I realize the irony of being at El Niguel and Big Canyon last week, and then going to Meadowlark and Castle Creek this week (I’ll also be visiting Woodley Lakes later today). It’s odd bouncing back and forth between great private clubs and low-end local tracks, but that’s the way things are for me these days.
As I’ve mentioned before, I am going back to play some of these SoCal public courses that I’ve never reviewed on the blog. I’ve already played them all, but not since this site was stared in 2011. Unfortunately, most of them are of the “undesirable” variety, but the good news is that I’m getting some of them at real value prices because I am able to play mid-week right now.
As I was looking somewhere to play yesterday afternoon, there were a number of good deals to consider. At the same time, there is a lot of aeration maintenance happening, so I am also trying to avoid freshly punched-and-sanded greens when I can. I saw a 12:23 “hot deal” on GolfNow for Castle Creek Country Club in Escondido for just $14. Then, I went on Greenskeeper.org and saw their aeration already happened in February. That was good enough for me to book it.
When I first arrived, it looked rather busy out there, but it really wasn’t bad at all. After I checked in, I headed over to the first tee. There was another single getting ready to tee off, so the starter paired us together (while letting us each keep our own carts) and off we went around 11:45. We didn’t catch anyone until the 7th hole. After that, things slowed down but still moved along nicely. In the end, we were finished with all 18 in just over three hours.
Castle Creek is an interesting case. Though it was never the most sought-after course in North San Diego County, it was quite respectable back when I first played it (at least 10 years ago). I remember it being a fairly interesting layout and having a nice setting. Conditions were pretty good back then, as well. I do remember thinking it always seemed quite overpriced, but that was true at most SoCal courses during the golf boom of the late 90s and early 2000s.
Well, overpriced rates are no longer a concern as good deals are very easy to find online. However, the course has definitely gone further and further downhill in recent years. Pretty much every review on GK pans the course, rips the staff, and so on. Castle Creek went from being one of the better courses around to being one of the most despised in just a matter of years.
Still, I wanted to come in with a fresh perspective and see for myself what Castle Creek has become. Unfortunately, those bad reviews have been pretty spot on. I didn’t have any issues with the staff. In fact, the kid in the pro shop, the starter and the girl working in the snack shack were all very friendly.
The course, however, has certainly fallen on hard times. “Hard” is the operative word because the ground here is so painfully firm underneath what grass is still growing. I’ll circle back to the conditions later, though.
I will say this is actually a pretty enjoyable layout. It’s more of a sad experience because it’s a good course that has diminished so much in quality. There are some courses that were always bad and just got worse with the poor economy and drought. Castle Creek is a different story, and that’s what makes it more depressing to see.

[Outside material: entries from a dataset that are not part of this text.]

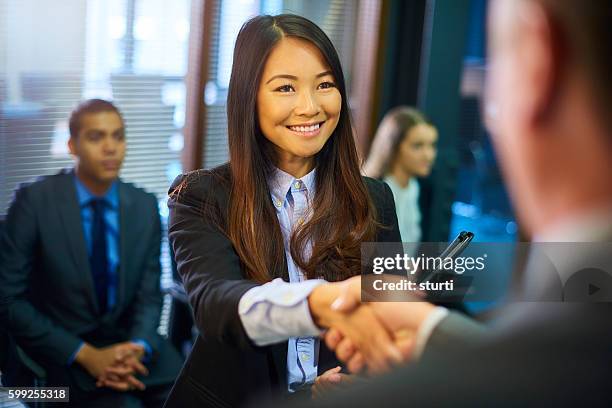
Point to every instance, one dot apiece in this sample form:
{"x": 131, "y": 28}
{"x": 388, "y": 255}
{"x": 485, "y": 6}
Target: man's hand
{"x": 114, "y": 366}
{"x": 361, "y": 325}
{"x": 401, "y": 319}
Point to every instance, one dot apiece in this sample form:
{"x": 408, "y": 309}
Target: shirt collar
{"x": 111, "y": 197}
{"x": 281, "y": 182}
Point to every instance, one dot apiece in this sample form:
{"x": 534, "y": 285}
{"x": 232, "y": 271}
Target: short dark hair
{"x": 586, "y": 29}
{"x": 86, "y": 107}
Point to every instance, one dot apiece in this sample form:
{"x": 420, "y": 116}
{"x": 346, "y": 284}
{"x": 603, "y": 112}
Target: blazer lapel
{"x": 128, "y": 214}
{"x": 70, "y": 214}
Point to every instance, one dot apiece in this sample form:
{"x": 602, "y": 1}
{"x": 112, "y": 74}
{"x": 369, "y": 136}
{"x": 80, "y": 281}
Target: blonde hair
{"x": 390, "y": 133}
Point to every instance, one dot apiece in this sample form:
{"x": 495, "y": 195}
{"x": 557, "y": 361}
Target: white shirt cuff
{"x": 427, "y": 327}
{"x": 277, "y": 310}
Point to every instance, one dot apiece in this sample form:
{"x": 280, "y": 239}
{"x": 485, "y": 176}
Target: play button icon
{"x": 588, "y": 285}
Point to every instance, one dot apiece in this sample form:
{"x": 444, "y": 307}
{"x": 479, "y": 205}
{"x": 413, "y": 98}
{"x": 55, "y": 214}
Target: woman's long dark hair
{"x": 342, "y": 212}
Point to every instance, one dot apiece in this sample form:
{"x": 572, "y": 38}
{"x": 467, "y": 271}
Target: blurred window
{"x": 55, "y": 53}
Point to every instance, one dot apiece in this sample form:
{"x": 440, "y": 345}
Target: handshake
{"x": 368, "y": 337}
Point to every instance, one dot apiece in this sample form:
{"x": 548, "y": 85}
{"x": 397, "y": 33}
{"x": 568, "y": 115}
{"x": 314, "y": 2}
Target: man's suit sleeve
{"x": 206, "y": 260}
{"x": 454, "y": 332}
{"x": 148, "y": 302}
{"x": 32, "y": 330}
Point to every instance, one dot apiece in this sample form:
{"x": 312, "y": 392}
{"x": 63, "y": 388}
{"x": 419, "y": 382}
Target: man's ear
{"x": 540, "y": 55}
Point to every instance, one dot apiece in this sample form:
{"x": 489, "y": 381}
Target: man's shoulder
{"x": 45, "y": 182}
{"x": 137, "y": 193}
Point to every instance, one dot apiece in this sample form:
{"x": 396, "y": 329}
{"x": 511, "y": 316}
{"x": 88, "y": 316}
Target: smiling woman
{"x": 254, "y": 237}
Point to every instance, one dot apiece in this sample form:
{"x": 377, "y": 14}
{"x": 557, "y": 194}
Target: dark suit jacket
{"x": 539, "y": 354}
{"x": 47, "y": 297}
{"x": 225, "y": 368}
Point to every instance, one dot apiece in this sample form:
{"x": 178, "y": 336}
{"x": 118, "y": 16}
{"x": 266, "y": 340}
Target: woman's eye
{"x": 285, "y": 88}
{"x": 326, "y": 85}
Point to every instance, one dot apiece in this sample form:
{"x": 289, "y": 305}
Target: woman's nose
{"x": 307, "y": 105}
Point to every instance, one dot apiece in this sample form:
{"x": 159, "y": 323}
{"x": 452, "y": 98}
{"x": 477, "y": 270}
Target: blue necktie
{"x": 98, "y": 259}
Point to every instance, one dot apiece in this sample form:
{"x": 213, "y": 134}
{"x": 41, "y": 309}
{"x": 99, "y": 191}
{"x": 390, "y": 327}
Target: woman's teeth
{"x": 304, "y": 129}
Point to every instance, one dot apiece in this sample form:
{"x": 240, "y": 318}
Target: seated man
{"x": 80, "y": 273}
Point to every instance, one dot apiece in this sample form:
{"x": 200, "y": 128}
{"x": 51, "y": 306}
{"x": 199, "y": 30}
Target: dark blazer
{"x": 225, "y": 368}
{"x": 47, "y": 297}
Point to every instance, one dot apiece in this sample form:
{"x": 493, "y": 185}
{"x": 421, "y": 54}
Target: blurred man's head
{"x": 97, "y": 140}
{"x": 548, "y": 105}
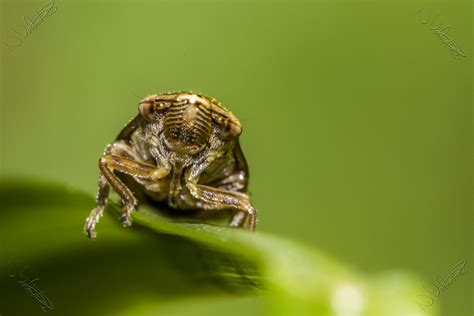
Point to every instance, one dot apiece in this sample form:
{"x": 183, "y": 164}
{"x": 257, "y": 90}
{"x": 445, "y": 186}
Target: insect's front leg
{"x": 120, "y": 157}
{"x": 211, "y": 199}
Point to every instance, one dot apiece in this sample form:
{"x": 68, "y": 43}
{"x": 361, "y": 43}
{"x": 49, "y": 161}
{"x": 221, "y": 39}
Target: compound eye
{"x": 160, "y": 105}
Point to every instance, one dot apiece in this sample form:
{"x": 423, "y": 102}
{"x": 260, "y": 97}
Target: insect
{"x": 181, "y": 149}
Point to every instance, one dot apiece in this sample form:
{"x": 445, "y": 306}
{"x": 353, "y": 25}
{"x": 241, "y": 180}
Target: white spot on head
{"x": 347, "y": 300}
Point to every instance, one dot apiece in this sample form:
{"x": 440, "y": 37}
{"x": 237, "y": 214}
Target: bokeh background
{"x": 357, "y": 119}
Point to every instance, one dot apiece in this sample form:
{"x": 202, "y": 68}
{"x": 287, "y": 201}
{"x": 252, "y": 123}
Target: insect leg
{"x": 110, "y": 163}
{"x": 216, "y": 199}
{"x": 101, "y": 199}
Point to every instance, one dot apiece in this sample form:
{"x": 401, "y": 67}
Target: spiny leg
{"x": 116, "y": 158}
{"x": 101, "y": 200}
{"x": 216, "y": 199}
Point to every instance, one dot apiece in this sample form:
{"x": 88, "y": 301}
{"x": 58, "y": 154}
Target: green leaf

The course runs through the valley with some nice scenery around it, lots of mature old trees lining the fairways and a number of interesting holes. There are a few very short risk/reward holes like 2, 13 and 14. My favorite part of the course is the hilly and very narrow section between holes 10-12. The 10th is a tough, long and downhill par-4 followed by back-to-back par-5s that are both very tight from tee to green. The 11th goes back up the hill and then the 12th goes back down. All three of these holes ate me alive yesterday, but I still think it’s the most interesting part of the course.
I had low expectations for the conditions and things were indeed pretty poor here. Most tee boxes were okay enough, but there not always level stances to be found. The fairways are a hodge lodge of different grasses growing in sporadically. The ground underneath is super firm throughout the course, as I noted before. As you stray off the fairways into the “rough” you find hardpan, twigs, leaves, some clumpy bits of grass, gopher holes, etc. I was in a handful of sand traps and all were different. One was reasonably soft (more like dirt than sand) and the others were quite terrible.
In a way, Castle Creek is a good course for a practice round because every lie is different and you get to work on a lot of shots : )
The greens were somewhat redeeming. For the most part they were okay, rolling at medium speeds. There were some damaged spots I noticed, but the pins were generally kept away from those areas.
I don’t really think that Castle Creek is that concerned with the public perception these days. After all, you’ll notice “Country Club” is in the name, so it still seems to have a loyal membership base from the local community. Most of the people I saw out there looked to be members.
I wouldn’t say Castle Creek was ever that mighty, but it sure has fallen. I did get a good deal to make it worth revisiting. However, now that I have I will put it back on the “avoid until further notice” list. I would love to see it renovated and brought back to something nice. You can see in the pictures below how much potential the course has. I just don’t see it happening any time soon.